Plus factuellement, je me concentrais sur le monde ouvrier, sur les mouvements sociaux et le quotidien de ces mondes. Parce qu’elles conduisaient à des approches ethnographiques et culturelles, ces intersections n’étaient pas très bien perçues dans le monde académique. Le refus qu’un éditeur m’opposa lorsque je voulus publier un chapitre intitulé « Le plaisir en miettes », en écho au Travail en miettes de Georges Friedmann13, illustre tout à fait ce propos.
« La sociologie ou la socioanthropologie du quotidien associe au macrosocial les turbulences du latent, du non-dit, de l’infra. Elle se tourne, sans en occulter les dynamismes, vers une philosophie des êtres particuliers, et non plus seulement, des tendances dominantes. » (Le travail au quotidien : une démarche socio-anthropologique, 1989).
Mobilisées à travers le concept de quotidienneté, ces approches me permettaient de voir, au plus proche, la réalité effective des personnes travaillant dans la chimie, les mines, à la RATP, et de les observer, non pas dans les seuls moments de revendication, mais plutôt dans une routine du quotidien, comme le fait, par exemple, Marc Abélès dans ses recherches sur le politique.

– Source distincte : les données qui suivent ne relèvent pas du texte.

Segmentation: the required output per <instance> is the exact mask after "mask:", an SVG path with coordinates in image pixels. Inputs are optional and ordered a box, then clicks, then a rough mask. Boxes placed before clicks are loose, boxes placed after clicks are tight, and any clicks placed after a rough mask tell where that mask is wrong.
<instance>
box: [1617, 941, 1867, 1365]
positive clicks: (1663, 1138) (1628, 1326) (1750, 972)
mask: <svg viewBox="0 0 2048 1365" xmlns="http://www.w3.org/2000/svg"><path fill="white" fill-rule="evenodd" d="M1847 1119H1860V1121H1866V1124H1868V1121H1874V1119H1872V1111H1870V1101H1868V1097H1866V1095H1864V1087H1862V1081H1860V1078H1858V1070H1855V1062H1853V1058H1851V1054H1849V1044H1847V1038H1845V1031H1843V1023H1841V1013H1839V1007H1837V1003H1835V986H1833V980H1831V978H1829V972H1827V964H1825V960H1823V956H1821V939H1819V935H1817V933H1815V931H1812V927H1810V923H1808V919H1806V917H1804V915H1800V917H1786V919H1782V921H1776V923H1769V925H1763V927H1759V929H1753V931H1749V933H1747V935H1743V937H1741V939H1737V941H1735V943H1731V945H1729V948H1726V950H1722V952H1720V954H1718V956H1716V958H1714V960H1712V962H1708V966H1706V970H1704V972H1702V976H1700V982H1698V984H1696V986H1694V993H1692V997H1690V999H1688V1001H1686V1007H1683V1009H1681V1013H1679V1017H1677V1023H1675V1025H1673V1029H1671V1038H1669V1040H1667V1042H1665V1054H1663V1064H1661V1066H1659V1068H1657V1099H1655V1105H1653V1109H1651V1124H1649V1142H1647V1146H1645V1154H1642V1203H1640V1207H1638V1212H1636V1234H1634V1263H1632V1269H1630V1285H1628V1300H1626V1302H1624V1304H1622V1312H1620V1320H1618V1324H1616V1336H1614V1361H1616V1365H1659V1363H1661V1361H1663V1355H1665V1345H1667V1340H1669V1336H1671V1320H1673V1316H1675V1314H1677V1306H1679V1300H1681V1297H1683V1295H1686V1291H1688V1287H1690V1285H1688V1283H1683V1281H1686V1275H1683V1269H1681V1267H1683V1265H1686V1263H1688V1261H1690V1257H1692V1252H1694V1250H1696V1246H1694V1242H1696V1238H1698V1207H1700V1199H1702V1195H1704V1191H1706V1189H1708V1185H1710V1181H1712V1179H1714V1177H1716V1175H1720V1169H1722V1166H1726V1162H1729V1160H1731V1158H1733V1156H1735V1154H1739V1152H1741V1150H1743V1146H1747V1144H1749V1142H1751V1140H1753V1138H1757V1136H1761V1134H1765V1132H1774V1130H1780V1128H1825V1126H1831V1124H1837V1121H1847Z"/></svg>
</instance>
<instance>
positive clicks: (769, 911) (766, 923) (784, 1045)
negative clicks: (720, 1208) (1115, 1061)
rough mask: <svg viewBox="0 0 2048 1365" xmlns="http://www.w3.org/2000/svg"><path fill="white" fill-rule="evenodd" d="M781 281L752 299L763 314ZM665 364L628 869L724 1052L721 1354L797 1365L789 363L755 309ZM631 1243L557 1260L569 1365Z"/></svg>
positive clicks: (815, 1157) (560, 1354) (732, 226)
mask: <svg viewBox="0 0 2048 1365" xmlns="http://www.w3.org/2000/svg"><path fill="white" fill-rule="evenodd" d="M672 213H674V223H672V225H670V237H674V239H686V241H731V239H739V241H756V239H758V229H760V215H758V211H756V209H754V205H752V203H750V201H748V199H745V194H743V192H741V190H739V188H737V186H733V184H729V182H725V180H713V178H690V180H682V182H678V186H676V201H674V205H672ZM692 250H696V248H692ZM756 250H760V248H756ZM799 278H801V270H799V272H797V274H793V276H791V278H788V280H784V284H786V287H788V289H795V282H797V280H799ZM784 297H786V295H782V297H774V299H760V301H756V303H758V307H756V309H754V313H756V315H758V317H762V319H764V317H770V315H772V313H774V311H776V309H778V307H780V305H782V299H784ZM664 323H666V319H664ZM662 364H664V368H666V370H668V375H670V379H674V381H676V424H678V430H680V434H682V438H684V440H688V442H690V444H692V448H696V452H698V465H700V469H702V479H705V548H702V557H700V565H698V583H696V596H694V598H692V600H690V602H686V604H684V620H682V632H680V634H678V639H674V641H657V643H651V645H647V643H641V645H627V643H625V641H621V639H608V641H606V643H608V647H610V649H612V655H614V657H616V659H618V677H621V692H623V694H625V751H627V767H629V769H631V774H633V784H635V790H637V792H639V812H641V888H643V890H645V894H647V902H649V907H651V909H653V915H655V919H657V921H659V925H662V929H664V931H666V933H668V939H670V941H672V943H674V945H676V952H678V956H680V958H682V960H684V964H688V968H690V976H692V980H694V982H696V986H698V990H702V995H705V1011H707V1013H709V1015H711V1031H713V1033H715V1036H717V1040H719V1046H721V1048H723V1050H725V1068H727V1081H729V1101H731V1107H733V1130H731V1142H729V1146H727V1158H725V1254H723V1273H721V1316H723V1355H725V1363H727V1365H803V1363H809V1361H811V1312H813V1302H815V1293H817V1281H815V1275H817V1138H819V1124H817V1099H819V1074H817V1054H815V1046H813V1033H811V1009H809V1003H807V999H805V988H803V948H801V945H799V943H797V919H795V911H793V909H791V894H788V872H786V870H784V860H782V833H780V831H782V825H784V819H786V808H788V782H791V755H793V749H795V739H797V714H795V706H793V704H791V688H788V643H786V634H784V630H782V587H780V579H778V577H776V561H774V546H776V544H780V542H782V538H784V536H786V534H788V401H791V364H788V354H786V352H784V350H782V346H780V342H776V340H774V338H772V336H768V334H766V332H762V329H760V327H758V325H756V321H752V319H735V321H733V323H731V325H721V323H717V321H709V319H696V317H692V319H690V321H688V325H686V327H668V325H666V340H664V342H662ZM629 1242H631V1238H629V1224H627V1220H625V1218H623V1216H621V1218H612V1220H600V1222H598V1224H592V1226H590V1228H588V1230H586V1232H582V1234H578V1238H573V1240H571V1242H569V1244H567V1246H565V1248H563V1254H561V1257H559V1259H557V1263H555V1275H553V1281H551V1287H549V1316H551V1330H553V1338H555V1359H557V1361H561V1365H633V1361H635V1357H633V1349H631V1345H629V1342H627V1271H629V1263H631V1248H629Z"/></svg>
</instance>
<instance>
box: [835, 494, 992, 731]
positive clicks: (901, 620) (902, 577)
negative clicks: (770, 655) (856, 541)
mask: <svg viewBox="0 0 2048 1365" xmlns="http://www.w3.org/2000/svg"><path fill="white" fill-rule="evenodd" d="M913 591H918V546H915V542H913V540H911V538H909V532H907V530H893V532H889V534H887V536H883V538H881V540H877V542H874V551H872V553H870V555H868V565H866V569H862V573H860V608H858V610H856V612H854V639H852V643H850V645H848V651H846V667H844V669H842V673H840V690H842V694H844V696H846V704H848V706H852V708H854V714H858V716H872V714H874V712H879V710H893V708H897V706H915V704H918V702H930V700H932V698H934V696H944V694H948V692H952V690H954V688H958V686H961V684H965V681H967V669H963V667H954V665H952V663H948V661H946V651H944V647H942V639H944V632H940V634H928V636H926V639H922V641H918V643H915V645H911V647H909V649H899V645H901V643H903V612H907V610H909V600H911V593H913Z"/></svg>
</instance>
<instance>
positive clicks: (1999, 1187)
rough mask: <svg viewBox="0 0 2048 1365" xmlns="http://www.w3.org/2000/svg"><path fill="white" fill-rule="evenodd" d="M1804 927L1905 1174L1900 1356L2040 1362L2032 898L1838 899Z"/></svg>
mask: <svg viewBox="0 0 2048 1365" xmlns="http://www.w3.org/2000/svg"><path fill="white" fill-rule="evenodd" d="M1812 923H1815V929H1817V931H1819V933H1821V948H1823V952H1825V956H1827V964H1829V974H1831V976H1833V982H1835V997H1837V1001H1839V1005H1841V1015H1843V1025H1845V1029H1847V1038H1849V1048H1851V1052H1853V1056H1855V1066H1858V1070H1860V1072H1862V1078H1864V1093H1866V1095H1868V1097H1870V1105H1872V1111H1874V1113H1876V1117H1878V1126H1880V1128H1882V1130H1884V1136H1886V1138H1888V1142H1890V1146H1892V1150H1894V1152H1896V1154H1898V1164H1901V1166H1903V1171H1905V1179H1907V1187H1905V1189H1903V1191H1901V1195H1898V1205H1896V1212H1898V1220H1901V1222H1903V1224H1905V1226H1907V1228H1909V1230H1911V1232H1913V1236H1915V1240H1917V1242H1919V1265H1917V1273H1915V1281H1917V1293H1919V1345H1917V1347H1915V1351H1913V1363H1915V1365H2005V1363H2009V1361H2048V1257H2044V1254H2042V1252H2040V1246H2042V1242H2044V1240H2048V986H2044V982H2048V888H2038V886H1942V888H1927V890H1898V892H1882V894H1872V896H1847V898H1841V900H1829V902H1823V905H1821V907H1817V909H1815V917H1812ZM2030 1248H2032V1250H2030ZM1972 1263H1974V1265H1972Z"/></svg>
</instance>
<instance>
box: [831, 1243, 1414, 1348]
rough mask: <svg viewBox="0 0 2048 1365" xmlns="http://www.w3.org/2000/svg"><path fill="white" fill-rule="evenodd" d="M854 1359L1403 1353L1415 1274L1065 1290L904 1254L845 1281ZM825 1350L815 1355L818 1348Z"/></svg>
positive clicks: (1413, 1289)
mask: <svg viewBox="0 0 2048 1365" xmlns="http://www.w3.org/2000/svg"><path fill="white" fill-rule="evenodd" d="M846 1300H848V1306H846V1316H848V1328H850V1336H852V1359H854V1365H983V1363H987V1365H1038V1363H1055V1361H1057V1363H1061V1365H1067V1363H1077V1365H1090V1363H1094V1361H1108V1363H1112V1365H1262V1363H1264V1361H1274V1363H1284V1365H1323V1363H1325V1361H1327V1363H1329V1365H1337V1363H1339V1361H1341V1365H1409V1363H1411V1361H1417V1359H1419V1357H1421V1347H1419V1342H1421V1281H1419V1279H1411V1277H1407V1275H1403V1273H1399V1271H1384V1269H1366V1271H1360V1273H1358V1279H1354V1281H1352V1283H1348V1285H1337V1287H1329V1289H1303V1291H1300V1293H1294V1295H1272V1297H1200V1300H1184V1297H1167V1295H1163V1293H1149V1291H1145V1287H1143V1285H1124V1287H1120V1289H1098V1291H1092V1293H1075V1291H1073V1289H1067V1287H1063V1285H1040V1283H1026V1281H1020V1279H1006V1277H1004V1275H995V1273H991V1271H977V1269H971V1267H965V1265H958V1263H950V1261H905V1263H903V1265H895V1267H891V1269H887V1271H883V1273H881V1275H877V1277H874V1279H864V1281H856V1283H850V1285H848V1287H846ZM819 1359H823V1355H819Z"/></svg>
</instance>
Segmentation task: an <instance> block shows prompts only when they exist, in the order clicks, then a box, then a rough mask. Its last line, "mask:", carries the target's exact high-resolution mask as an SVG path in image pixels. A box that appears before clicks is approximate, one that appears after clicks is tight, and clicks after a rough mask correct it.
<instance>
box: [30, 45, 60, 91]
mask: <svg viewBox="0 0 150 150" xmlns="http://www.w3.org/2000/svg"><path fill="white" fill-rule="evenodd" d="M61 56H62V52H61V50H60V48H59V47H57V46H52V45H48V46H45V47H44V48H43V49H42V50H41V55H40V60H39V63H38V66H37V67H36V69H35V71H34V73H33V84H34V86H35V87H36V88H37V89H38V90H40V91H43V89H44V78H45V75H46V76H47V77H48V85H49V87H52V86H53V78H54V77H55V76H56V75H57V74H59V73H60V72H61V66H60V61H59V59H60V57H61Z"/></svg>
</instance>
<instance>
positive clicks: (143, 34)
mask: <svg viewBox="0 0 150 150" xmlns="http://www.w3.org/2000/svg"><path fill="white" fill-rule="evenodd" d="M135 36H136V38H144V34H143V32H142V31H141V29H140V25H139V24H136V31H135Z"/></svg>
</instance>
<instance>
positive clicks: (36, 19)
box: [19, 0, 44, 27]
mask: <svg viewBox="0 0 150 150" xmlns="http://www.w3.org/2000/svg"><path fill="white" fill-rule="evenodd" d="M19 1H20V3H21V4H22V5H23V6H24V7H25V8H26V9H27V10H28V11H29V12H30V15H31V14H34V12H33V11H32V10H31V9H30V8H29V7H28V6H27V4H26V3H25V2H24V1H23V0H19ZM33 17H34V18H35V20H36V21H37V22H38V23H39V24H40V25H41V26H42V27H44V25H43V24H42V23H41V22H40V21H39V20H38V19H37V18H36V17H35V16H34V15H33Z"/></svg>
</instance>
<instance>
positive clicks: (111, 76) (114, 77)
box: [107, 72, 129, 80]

Au fond, je voulais éviter l’écueil répandu chez les intellectuels et les militants, qui consiste à penser que le moment où ces gens revendiquent est le seul où ils ne sont pas des aliénés. Or ces personnes ne sont ni dans la revendication permanente, ni des aliénés en continu. Il s’agissait de travailler sur ces temps « neutres » en apparence, et de montrer une compréhension du monde, des dispositifs dans lesquels se construisent des espaces de respiration pour supporter les dominations, et cela dans des séquences historiques où les gens ne descendent pas dans la rue.
Cette réflexion a animé ma thèse d’État, Démarche socio-anthropologique et changements des représentations du travail, que Louis-Vincent Thomas avait beaucoup appréciée. Le travail au quotidien : une démarche socio-anthropologique14 fait référence à ces implications de long terme dans des secteurs aussi divers que la chimie (PCUK) et l’automobile (Renault Billancourt ; Simca Poissy). Ce livre rend compte de mes perceptions des mondes subjectivés/existentiels du travail, donc de ces « plaisirs en miettes », et des ensembles populationnels émergents. Sans ces terrains, j’en serais resté à la sociologie classique du travail. Mais mises en comparaison, dans une interdisciplinarité « in progress », l’anthropologie, l’histoire, la psychologie et la littérature sont venues au creuset de la socioanthropologie.